SL Green's new property is a four-story, 121,500-sf building that is 94.4% leased. It was Mack-Cali's sole holding in Greenwich, and leased to a variety of financial, medical and legal tenants.

This is the first property the Edison, NJ-based Mack-Cali owns in Manhattan. "125 Broad St. is an excellent complement to Mack-Cali's portfolio on the Jersey City waterfront," Hersh says. "It offers significant upside potential as the positive momentum in the Manhattan market continues."
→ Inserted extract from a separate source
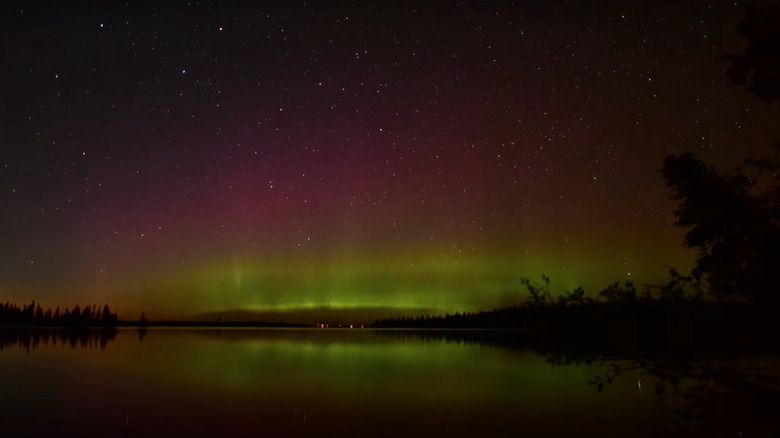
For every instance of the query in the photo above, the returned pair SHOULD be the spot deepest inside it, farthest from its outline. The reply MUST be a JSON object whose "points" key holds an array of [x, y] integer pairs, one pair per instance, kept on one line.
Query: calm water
{"points": [[318, 383]]}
Financing wasn't as simple as subtracting 56 from 273, but that was the gist of it. "It's not exactly the way the deal was funding," Hersh says, "but the essence from Mack-Cali's perspective was, yes, we received close to $56 million in proceeds and set it against a $273-million obligation."

"It was matched financing between the cost of purchasing our first premiere New York City asset on a unit cost basis. On a square foot and cap rate basis, it equivocated to what we were selling the building in Connecticut to SL Green for. It just made a lot of sense, and it had profound economics. If we had an opportunity to do a similar strategic opportunity, we would most certainly consider it."

Hersh is "most definitely" interested in Mack-Cali owning more properties in Manhattan, as well as markets it entered in the last year or so, such as Boston and Washington, DC.